Comprendere la natura della mente in termini di designazione mentale
Successivamente applichiamo questa comprensione della vacuità alla mente stessa. L'esperienza, o il semplice sorgere e impegnarsi nei contenuti dell'esperienza, non esiste in alcun modo fantasticato e impossibile. Non è qualcosa di assoluto o trascendente che funziona dentro di noi, come una “cosa” solida o astratta. Se lo fosse dovrebbe essere in grado di esistere da sola, ma l'esperienza o la mente ha dei contenuti, e la sua continuità ha una sequenza che sorge in dipendenza dai momenti precedenti dell'esperienza secondo i principi di causa ed effetto. Non può esistere indipendentemente da questi, da sola.
Come possiamo descrivere come esiste? Possiamo solo dire che la mente è o esiste semplicemente come ciò a cui si riferisce l’etichetta mentale o la parola “mente” quando è etichettata su un mero sorgere e interagire con i contenuti dell'esperienza. La mente esiste semplicemente in virtù della designazione mentale. La parola “semplicemente” non implica che la mente sia solo la parola “mente”. Una parola significa un significato, non è la stessa cosa del suo significato.
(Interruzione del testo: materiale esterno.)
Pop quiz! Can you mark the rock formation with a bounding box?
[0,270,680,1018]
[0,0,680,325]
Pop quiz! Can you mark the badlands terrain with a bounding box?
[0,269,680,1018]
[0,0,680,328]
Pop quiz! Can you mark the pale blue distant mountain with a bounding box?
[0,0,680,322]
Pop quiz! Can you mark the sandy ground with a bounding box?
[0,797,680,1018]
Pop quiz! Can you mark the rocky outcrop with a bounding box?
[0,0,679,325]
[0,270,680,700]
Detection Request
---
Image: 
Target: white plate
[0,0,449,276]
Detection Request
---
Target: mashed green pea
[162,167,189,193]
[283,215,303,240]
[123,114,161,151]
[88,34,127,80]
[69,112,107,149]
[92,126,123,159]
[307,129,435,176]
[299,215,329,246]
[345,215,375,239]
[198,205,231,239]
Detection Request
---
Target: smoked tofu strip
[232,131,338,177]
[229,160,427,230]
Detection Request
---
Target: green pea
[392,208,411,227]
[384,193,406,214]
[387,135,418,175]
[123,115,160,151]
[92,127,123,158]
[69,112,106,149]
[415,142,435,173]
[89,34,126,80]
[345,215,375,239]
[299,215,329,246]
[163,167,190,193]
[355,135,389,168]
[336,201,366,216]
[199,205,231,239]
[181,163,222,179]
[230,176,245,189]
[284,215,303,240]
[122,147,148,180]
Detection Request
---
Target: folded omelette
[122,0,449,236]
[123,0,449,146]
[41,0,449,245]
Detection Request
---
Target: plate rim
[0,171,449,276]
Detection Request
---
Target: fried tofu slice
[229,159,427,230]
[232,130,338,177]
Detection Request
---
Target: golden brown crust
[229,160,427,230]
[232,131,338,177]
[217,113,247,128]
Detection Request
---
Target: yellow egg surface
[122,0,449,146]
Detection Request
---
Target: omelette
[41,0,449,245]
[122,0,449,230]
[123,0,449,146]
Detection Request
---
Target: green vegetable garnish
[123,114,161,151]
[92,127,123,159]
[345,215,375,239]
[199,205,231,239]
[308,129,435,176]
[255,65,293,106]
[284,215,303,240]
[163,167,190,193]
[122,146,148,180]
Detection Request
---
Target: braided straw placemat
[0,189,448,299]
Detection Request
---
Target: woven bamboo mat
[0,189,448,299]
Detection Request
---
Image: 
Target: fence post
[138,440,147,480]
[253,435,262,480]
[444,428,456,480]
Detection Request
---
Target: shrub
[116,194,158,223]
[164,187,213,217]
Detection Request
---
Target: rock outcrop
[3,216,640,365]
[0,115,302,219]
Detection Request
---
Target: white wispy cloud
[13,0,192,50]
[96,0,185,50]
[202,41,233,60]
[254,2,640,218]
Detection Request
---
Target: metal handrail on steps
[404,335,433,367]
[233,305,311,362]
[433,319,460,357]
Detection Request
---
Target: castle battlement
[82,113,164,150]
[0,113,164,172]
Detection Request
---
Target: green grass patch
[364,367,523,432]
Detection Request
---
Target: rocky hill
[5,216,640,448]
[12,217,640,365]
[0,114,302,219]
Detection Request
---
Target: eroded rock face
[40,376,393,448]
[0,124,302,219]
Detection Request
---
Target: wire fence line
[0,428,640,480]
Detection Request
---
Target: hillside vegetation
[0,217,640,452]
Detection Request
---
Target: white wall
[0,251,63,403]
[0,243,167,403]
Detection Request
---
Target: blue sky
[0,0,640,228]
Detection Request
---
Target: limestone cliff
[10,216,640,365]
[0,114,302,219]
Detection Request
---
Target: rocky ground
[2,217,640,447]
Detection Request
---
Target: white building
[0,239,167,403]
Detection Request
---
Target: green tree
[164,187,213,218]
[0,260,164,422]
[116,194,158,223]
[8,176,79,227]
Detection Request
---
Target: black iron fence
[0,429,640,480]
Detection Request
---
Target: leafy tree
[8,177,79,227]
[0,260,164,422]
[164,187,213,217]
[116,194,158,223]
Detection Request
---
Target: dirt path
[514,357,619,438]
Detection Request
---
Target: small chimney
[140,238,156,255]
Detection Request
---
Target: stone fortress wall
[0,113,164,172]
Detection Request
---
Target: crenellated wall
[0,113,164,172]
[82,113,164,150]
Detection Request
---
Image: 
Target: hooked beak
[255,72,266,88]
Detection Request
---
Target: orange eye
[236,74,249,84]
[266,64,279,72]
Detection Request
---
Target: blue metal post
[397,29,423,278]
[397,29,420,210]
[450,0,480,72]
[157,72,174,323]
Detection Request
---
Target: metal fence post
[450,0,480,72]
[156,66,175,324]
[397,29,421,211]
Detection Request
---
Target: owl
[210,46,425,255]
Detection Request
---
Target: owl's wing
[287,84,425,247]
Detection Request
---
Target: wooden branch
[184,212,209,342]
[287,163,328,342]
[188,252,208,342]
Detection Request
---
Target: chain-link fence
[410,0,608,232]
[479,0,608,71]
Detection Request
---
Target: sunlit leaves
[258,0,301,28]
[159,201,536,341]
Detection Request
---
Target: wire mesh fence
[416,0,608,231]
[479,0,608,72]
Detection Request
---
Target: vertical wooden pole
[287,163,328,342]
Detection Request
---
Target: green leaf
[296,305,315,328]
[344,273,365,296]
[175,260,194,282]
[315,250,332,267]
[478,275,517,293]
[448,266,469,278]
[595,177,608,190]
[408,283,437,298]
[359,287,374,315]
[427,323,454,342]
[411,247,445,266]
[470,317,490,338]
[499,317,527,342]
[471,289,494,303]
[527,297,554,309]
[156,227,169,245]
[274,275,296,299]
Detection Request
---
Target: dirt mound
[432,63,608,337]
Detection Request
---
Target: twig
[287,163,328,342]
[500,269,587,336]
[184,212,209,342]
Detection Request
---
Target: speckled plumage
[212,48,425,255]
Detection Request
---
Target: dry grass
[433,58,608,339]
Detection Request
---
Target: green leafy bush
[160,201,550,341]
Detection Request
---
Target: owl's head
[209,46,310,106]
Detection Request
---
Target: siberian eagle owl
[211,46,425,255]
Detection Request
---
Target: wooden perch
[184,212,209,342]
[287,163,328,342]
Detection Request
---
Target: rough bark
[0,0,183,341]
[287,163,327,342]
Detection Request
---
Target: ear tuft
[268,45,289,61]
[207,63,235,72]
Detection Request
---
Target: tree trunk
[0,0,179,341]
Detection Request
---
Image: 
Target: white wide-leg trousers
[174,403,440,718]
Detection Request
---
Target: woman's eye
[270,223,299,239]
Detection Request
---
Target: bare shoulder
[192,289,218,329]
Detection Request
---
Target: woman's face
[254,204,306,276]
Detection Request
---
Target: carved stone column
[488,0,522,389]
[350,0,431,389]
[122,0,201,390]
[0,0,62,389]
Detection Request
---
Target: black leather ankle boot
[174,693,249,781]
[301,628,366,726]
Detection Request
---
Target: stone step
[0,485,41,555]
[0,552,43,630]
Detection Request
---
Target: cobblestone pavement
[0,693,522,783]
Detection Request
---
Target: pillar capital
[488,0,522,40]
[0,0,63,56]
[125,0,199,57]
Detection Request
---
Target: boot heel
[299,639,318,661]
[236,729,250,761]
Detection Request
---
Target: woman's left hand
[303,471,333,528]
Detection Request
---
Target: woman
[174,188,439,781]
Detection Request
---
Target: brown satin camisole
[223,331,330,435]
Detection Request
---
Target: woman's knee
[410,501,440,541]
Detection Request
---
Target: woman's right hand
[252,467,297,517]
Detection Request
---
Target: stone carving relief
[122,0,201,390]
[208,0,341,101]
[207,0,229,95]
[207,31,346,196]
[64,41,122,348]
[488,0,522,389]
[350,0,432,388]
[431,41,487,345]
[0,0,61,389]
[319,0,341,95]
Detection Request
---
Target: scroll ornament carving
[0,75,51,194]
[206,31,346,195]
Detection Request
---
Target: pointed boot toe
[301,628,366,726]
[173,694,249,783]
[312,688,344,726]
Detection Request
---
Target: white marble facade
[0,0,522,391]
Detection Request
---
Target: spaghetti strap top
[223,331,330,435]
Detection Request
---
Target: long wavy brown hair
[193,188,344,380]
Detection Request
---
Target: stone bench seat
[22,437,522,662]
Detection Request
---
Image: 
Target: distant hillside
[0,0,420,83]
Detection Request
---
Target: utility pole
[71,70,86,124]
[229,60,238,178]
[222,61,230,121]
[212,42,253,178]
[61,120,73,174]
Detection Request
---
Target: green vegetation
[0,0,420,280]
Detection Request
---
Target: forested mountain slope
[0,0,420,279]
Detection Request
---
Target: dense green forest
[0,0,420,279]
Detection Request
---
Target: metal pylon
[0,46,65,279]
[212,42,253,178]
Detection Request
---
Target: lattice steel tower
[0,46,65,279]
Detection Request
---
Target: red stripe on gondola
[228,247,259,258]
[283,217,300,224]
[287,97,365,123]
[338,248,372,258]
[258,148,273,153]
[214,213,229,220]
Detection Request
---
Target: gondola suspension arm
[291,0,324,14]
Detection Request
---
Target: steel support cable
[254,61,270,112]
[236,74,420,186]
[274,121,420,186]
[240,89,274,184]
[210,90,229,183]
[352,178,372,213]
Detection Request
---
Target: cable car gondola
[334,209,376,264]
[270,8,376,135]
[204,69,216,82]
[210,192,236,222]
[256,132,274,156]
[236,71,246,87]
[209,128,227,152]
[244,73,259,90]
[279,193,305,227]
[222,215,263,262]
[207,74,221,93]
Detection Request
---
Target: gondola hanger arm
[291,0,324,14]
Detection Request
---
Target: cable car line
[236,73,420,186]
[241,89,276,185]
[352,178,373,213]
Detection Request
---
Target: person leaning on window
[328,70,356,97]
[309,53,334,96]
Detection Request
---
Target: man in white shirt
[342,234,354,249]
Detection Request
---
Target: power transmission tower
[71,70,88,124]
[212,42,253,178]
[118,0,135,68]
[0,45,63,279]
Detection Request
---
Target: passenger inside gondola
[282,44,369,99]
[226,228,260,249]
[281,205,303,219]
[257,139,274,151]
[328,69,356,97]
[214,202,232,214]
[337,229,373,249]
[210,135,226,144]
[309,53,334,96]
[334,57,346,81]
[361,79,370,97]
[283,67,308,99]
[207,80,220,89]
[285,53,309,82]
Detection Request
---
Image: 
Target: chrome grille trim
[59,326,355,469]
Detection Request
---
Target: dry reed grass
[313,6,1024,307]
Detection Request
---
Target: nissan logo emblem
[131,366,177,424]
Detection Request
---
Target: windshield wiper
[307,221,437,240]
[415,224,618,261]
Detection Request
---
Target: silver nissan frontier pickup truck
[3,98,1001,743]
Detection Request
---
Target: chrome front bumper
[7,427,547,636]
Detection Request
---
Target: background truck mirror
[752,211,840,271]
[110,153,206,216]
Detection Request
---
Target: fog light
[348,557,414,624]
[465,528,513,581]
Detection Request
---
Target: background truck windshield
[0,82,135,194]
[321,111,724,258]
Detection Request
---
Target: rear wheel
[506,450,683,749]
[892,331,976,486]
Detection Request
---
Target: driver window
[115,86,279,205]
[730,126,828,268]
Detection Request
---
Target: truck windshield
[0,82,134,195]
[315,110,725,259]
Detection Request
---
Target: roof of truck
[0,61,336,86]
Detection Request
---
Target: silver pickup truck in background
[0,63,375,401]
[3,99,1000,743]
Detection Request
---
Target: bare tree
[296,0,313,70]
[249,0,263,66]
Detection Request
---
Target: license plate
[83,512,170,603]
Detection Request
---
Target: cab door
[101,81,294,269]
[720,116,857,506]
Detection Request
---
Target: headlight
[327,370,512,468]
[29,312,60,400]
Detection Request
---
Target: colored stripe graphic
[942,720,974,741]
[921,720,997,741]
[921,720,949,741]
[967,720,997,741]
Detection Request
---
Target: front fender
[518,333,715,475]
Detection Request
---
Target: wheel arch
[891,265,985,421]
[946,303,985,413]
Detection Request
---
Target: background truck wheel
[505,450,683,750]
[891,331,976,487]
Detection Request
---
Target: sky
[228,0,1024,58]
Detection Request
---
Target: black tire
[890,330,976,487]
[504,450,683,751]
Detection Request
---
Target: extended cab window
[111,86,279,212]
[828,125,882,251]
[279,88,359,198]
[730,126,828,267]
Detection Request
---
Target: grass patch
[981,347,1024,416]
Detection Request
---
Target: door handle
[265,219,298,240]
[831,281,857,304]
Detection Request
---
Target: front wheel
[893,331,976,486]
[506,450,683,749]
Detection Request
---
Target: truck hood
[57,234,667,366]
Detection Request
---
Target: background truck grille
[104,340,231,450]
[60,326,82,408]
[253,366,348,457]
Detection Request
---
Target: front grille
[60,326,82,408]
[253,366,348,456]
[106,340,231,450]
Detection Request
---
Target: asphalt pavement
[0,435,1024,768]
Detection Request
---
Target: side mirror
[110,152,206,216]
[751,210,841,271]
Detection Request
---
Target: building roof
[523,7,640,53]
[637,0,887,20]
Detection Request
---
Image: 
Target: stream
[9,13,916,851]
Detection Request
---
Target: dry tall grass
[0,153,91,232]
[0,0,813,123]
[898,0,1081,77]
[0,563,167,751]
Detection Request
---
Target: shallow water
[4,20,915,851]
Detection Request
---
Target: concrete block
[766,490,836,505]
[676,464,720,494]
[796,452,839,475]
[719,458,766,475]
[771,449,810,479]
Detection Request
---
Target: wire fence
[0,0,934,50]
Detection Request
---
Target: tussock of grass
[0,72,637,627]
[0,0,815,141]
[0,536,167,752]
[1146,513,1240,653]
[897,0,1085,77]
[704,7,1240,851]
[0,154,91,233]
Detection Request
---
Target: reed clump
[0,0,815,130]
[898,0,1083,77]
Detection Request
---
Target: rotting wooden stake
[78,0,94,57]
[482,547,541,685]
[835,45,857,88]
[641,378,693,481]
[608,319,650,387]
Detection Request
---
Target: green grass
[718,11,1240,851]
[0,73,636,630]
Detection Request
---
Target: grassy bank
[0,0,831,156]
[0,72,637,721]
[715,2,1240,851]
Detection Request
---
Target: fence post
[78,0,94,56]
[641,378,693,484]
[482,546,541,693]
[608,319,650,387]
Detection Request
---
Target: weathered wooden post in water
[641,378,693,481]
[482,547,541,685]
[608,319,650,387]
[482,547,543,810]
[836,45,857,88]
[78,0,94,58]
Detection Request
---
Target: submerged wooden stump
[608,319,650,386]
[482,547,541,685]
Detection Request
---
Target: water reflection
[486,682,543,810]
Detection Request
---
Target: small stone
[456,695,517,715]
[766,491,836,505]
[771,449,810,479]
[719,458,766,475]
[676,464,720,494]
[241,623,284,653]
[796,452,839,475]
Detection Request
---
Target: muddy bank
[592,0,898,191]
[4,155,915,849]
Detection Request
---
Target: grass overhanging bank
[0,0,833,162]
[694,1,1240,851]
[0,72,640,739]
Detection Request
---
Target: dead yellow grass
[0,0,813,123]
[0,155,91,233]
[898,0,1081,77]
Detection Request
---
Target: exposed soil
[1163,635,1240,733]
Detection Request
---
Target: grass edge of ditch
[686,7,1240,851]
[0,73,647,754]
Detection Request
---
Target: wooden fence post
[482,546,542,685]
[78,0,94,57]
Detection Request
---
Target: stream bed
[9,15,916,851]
La mente può conoscere qualcosa, la parola “mente” no. Né “semplicemente” implica che la mente esista solo quando qualcuno la etichetta attivamente e dice o pensa “mente”. Se così fosse, difficilmente avremmo una mente. “Semplicemente” esclude solo che ci sia qualcosa di solido o in ultima analisi trovabile dal lato del mero sorgere e impegnarsi che la rende “mente”, esistente indipendentemente di per sé. Non possiamo dire altro.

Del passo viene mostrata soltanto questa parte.